MetaCost (RapidMiner Studio Core)

Synopsis

This metaclassifier makes its base classifier cost-sensitive by using the given cost matrix to compute label predictions according to classification costs.

Description

The MetaCost operator makes its base classifier cost-sensitive by using the cost matrix specified in the cost matrix parameter. The method used by this operator is similar to the MetaCost method described by Pedro Domingos (1999).

The MetaCost operator is a nested operator i.e. it has a subprocess. The subprocess must have a learner i.e. an operator that expects an ExampleSet and generates a model. This operator tries to build a better model using the learner provided in its subprocess. You need to have basic understanding of subprocesses in order to apply this operator. Please study the documentation of the Subprocess operator for basic understanding of subprocesses.
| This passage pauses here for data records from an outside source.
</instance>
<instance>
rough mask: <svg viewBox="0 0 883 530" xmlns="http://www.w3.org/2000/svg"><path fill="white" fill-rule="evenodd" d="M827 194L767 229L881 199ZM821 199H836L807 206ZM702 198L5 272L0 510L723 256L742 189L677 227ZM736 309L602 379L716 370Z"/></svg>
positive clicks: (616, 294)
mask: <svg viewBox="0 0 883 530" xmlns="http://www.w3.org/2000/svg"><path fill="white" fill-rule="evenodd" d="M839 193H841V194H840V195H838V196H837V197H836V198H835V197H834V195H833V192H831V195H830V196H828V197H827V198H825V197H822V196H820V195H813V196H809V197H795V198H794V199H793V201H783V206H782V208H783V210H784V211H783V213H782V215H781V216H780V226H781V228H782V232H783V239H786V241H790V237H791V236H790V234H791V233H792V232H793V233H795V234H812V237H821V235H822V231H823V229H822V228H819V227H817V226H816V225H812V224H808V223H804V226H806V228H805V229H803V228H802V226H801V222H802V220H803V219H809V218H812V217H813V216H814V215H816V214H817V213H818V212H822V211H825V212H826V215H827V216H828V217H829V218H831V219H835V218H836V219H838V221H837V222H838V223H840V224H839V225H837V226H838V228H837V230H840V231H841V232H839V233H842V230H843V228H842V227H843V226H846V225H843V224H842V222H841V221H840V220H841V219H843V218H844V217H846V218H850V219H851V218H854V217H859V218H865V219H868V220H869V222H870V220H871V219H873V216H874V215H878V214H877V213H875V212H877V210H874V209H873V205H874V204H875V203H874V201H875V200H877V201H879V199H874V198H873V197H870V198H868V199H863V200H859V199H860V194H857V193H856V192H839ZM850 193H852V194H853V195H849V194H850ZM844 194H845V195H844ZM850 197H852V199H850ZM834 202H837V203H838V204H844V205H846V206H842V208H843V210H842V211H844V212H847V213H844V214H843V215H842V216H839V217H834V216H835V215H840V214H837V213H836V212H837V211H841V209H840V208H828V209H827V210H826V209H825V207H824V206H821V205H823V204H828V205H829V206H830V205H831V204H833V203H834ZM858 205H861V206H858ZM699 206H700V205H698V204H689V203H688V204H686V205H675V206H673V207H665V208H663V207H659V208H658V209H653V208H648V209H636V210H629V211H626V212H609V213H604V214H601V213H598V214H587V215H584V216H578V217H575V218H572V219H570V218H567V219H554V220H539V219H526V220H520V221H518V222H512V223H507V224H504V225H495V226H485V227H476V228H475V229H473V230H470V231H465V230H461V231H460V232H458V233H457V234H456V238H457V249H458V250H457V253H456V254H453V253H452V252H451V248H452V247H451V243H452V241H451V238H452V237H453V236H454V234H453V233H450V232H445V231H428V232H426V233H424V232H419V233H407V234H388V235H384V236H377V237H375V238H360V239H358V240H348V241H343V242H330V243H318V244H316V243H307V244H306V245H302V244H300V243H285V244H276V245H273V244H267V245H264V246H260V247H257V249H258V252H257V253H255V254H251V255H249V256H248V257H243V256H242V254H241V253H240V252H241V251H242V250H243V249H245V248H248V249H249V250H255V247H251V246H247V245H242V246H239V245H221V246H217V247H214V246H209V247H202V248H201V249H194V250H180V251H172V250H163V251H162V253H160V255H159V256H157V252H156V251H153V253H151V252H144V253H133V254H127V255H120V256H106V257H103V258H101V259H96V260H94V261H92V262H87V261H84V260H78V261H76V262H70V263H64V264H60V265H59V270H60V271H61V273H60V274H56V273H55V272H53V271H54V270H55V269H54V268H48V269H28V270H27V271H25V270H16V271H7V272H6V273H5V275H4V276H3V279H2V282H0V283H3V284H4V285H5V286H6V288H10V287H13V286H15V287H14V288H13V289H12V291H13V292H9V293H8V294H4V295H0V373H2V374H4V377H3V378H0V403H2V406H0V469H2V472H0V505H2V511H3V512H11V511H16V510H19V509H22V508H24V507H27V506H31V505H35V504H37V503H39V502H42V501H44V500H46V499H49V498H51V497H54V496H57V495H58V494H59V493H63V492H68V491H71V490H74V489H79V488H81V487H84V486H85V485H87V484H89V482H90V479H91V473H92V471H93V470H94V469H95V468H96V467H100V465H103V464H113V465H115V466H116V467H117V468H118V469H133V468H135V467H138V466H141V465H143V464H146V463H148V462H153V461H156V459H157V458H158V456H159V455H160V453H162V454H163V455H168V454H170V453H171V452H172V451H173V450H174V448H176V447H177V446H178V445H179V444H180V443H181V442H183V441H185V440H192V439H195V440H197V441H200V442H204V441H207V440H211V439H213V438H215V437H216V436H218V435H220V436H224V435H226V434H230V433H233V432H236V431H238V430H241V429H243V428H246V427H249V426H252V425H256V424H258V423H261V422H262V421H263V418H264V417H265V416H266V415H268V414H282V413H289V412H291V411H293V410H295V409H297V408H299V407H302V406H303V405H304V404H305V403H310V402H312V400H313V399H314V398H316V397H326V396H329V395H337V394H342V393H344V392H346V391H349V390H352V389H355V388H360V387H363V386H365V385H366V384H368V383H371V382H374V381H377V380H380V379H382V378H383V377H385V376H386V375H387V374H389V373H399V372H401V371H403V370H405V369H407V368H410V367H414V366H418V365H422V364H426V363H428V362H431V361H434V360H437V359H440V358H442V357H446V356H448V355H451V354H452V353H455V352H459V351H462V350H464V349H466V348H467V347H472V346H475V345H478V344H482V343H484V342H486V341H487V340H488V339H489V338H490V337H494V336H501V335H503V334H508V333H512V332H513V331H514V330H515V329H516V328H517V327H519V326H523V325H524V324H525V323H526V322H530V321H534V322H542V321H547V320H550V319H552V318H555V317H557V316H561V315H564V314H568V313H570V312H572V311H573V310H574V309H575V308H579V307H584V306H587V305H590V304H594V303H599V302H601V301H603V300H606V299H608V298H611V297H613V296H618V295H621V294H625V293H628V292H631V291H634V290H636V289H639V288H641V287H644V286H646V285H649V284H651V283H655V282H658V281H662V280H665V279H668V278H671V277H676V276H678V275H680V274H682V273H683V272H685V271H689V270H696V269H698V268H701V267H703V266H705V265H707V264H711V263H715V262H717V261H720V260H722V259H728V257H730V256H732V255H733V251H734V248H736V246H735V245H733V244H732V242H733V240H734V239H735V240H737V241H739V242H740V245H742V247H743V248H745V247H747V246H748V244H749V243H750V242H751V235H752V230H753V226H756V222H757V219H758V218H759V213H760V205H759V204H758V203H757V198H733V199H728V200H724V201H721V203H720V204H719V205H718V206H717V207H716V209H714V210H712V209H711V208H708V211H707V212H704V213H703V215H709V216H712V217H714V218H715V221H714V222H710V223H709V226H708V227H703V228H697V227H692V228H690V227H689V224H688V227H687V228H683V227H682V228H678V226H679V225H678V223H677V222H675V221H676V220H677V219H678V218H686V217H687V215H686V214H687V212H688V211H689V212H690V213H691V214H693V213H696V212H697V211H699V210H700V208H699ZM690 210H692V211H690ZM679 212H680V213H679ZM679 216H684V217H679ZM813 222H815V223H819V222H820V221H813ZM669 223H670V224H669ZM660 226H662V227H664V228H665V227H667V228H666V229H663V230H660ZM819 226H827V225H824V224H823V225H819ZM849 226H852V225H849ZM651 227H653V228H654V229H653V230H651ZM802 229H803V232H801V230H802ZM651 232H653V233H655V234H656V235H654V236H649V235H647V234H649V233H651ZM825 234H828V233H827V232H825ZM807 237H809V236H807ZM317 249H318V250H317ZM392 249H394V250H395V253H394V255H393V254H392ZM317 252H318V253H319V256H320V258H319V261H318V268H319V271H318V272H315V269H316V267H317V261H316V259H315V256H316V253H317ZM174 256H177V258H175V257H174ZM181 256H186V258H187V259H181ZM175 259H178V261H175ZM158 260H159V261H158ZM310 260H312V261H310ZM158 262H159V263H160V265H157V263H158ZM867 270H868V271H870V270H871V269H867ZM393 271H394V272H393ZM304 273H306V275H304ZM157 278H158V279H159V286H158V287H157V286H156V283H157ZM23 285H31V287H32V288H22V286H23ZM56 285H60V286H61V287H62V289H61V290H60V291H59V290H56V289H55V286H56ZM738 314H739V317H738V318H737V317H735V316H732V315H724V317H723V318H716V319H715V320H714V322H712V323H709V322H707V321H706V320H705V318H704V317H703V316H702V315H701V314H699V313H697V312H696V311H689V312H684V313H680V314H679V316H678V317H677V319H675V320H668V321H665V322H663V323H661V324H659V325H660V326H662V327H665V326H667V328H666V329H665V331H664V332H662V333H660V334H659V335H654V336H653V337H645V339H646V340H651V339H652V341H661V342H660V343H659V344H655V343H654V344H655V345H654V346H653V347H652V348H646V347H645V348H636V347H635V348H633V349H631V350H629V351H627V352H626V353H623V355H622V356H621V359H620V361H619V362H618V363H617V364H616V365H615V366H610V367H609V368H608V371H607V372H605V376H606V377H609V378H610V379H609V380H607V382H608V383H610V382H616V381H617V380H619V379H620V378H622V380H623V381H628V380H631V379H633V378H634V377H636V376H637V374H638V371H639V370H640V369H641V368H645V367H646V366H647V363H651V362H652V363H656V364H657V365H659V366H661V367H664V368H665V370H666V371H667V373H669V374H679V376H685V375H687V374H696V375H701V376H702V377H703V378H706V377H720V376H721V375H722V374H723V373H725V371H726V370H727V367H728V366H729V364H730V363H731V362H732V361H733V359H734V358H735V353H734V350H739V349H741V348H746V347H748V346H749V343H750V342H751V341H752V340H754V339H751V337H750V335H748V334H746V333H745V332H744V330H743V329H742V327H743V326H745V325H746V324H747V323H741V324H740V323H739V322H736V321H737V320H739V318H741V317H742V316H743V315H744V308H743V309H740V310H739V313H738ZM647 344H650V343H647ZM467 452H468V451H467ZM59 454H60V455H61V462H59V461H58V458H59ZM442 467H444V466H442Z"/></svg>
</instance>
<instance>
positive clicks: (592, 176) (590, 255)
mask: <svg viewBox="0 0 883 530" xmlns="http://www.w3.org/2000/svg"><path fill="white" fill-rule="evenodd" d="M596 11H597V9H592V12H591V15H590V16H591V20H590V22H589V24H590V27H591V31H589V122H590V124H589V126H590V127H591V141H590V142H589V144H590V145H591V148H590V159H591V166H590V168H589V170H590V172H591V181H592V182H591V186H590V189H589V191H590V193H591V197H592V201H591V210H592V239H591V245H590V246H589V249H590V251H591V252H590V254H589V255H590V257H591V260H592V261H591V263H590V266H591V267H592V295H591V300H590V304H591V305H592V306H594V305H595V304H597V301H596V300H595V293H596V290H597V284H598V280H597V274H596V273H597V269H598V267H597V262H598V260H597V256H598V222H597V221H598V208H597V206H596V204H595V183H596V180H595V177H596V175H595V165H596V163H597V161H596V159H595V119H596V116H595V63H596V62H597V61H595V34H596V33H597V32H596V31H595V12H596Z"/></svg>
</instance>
Most classification algorithms assume that all errors have the same cost, which is seldom the case. For example, in database marketing the cost of mailing to a non-respondent is very small, but the cost of not mailing to someone who would respond is the entire profit lost. In general, misclassification costs may be described by an arbitrary cost matrix C, with C(i,j) being the cost of predicting that an example belongs to class i when in fact it belongs to class j. Individually making each classification learner cost-sensitive is laborious, and often non-trivial. MetaCost is a principled method for making an arbitrary classifier cost-sensitive by wrapping a cost-minimizing procedure around it. This procedure treats the underlying classifier as a black box, requiring no knowledge of its functioning or change to it. MetaCost is applicable to any number of classes and to arbitrary cost matrices.

Input

training set (Data Table)
This input port expects an ExampleSet. It is the output of the Retrieve operator in the attached Example Process. The output of other operators can also be used as input.

Output

model (MetaCost Model)
The meta model is delivered from this output port which can now be applied on unseen data sets for prediction of the label attribute.
example set (Data Table)
The ExampleSet that was given as input is passed without changing to the output through this port. This is usually used to reuse the same ExampleSet in further operators or to view the ExampleSet in the Results Workspace.

Parameters

cost_matrixThis parameter is used for specifying the cost matrix. The cost matrix is similar in structure to a confusion matrix because it has predicted classes in one dimension and actual classes on the other dimension. Therefore the cost matrix can denote the costs for every possible classification outcome: predicted label vs. actual label. Actually this matrix is a matrix of misclassification costs because you can specify different weights for certain classes misclassified as other classes. Weights can also be assigned to correct classifications but usually they are set to 0. The classes in the matrix are labeled as Class 1, Class 2 etc where classes are numbered according to their order in the internal mapping. Range: string
use_subset_for_trainingThis parameter specifies the fraction of examples to be used for training. Its value must be greater than 0 (i.e. zero examples) and should be lower than or equal to 1 (i.e. entire data set). Range: real
iterationsThis parameter specifies the maximum number of iterations of the MetaCost algorithm. Range: integer
sampling_with_replacementThis parameter indicates if sampling with replacement should be used. In sampling with replacement, at every step all examples have equal probability of being selected. Once an example has been selected for the sample, it remains candidate for selection and it can be selected again in any other coming steps. Thus a sample with replacement can have the same example multiple number of times. Range: boolean
use_local_random_seedThis parameter indicates if a local random seed should be used for randomization. Using the same value of local random seed will produce the same sample. Changing the value of this parameter changes the way examples are randomized, thus the sample will have a different set of values. Range: boolean
local_random_seedThis parameter specifies the local random seed. This parameter is only available if the use local random seed parameter is set to true. Range: integer

Tutorial Processes

Using the MetaCost operator for generating a better Decision Tree

The 'Sonar' data set is loaded using the Retrieve operator. The Split Validation operator is applied on it for training and testing a classification model. The MetaCost operator is applied in the training subprocess of the Split Validation operator. The Decision Tree operator is applied in the subprocess of the MetaCost operator. The iterations parameter of the MetaCost operator is set to 10, thus there will be 10 iterations of its subprocess. Have a look at the cost matrix specified in the cost matrix parameter of the MetaCost operator. You can see that the misclassification costs are not equal. The Apply Model operator is used in the testing subprocess for applying the model generated by the MetaCost operator. The resultant labeled ExampleSet is used by the Performance (Classification) operator for measuring the performance of the model. The classification model and its performance vector are connected to the output and they can be seen in the Results Workspace. You can see that the MetaCost operator produced a new model in each iteration. The accuracy of this model turns out to be around 82%. If the same process is repeated without MetaCost operator i.e. only Decision Tree operator is used in training subprocess then the accuracy of that model turns out to be around 66%. Thus MetaCost improved the performance of the base learner (i.e. Decision Tree) by using the cost matrix to compute label predictions according to classification costs.